SeaBreeze, you get drop downs in FireFox, the main address
bar has a drop-down that shows all of the recent places that
you visited, that is always there.

There is also a search facility with another drop-down menu
if you want to use it, you can search the net or your own
computer with it.

I attach a picture about the search place.

Mike.


----------



## Ken N Tx (Feb 4, 2017)

This is how my Browser looks...It has just about everything that I need at the click of the mouse..I also have it set to when I exit the browser, all my history is deleted. I have Ad Block and Ghostry plug ins installed. I have Bing Search as my choice of Search Engine.
Youtube and other websites are stored in "Bookmarks drop down menu"
.


----------



## kburra (Feb 4, 2017)

Don M. said:


> Perhaps the best, and safest place to download Software is CNET.  Here is their "Browser" download page.
> 
> http://download.cnet.com/s/browsers/windows/



Yikes no no no,CNET is the worse place to download anything,unless you are careful and use all the opt out options when installing from there...Google "Is CNET safe" for more proof>>>the best place to download anything is   https://ninite.com/  all you get is the install EXE and NOTHING else,no Babylon Toolbar or trial programs attached or any other rubbish...please don`t use CNET .Com!!


----------



## SeaBreeze (Feb 6, 2017)

Thanks again to everyone for your advice! :thanks:  I just downloaded Firefox from their own website https://www.mozilla.org/en-US/firefox/new/, and so far am very happy with it.  I don't have the problem with viewing videos like I did with the IE11.  Also, I was able to load my Norton Safe Search toolbar there, Edge browser would not allow that.  I also have the bookmarks dropdown menu like Ken was good enough to show me in his screenshot, and I love having that so visible like in IE. :happy:


----------



## Wilberforce (Feb 6, 2017)

Well I have the black boxes too but have no clue what you are all talking about..Edge.Firefox??? Totally beyond me. I use Google to look on the net and I have Norton for protection..so how do I get past the black boxes please. Please bear in mind I am useless on a computer .


----------



## kburra (Feb 6, 2017)

Edge,Internet Explorer,Chrome,Firefox are Web Browsers what you use to access the Internet this site included...GOOGLE is a search engine used by those browsers if wish...to know what browser you use when on this site for instance,at the top click Help/About......will tell you......can post back and tell us if wish...or can go to the link provided and download Firefox Browser,and once installed  use it to access the Net,can always use your present broser if don`t like it...good luck
https://www.mozilla.org/en-US/firefox/new/


----------



## Ken N Tx (Feb 7, 2017)

SeaBreeze said:


> Thanks again to everyone for your advice! :thanks:  I just downloaded Firefox from their own website https://www.mozilla.org/en-US/firefox/new/, and so far am very happy with it.  I don't have the problem with viewing videos like I did with the IE11.  Also, I was able to load my Norton Safe Search toolbar there, Edge browser would not allow that.  I also have the bookmarks dropdown menu like Ken was good enough to show me in his screenshot, and I love having that so visible like in IE. :happy:



Enjoy....It may take a little to get used to it..


----------



## SeaBreeze (Feb 7, 2017)

Ken N Tx said:


> Enjoy....It may take a little to get used to it..

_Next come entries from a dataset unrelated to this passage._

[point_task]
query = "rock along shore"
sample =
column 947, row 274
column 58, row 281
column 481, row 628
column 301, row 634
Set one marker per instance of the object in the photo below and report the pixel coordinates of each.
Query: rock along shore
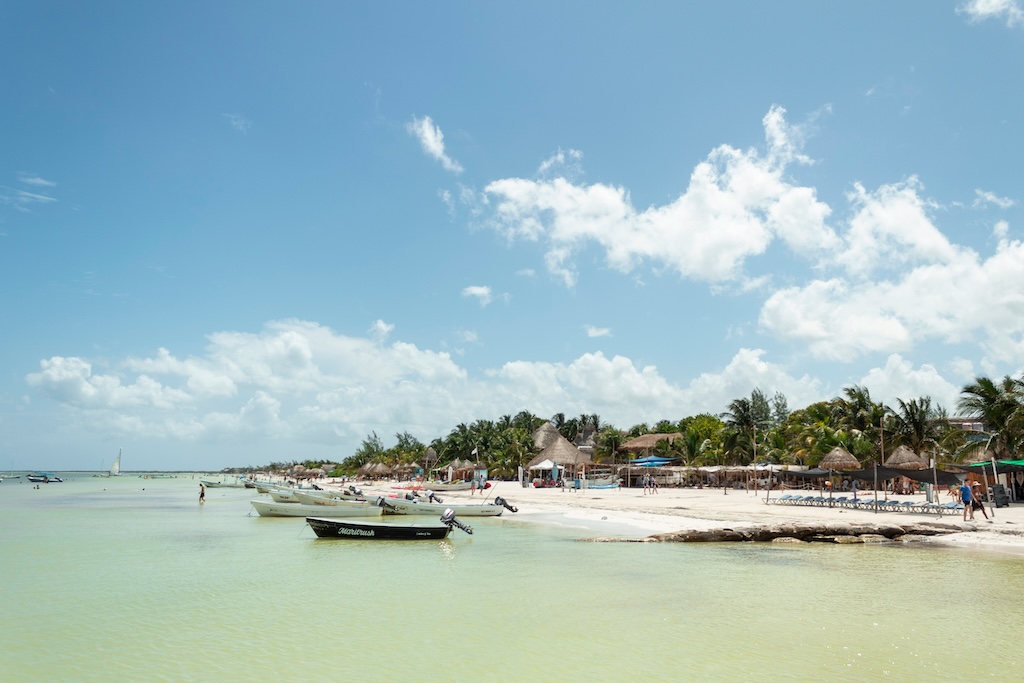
column 810, row 532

Thanks Ken, I'm enjoying it already.  Much friendlier and less restrictive like Edge is.


----------



## Wilberforce (Feb 7, 2017)

I can't find a help/about button at the top


----------



## kburra (Feb 7, 2017)

Jeannine said:


> I can't find a help/about button at the top



Click this link:   http://www.whatsmybrowser.org/


----------



## Wilberforce (Feb 7, 2017)

Thank you, it seems I am using Internet Explorer 11


----------



## SeaBreeze (Feb 8, 2017)

Update:  Logged on with IE11 today and I can view the videos just fine again, so I figure it was some kind of a glitch with Internet Explorer.  I'm still going to continue using Firefox though, IE did have some other issues too.


----------



## NancyNGA (Feb 23, 2017)

The  videos seem to be working again for me with IE11.  Don't know when it started because I've been using Edge lately.   Anyone else?

(I know, I should change browsers, and I will, eventually, but I'm downloading some stuff right now that I want to take care of first.)

Oops.  Sorry I didn't see your post SeaBreeze.  It took me a long time just to find this old thread.  Ha!


----------



## SeaBreeze (Feb 23, 2017)

I noticed the change with IE when I posted the above post on Feb. 8th.  Don't know what the problem was before that, but it's gone.


----------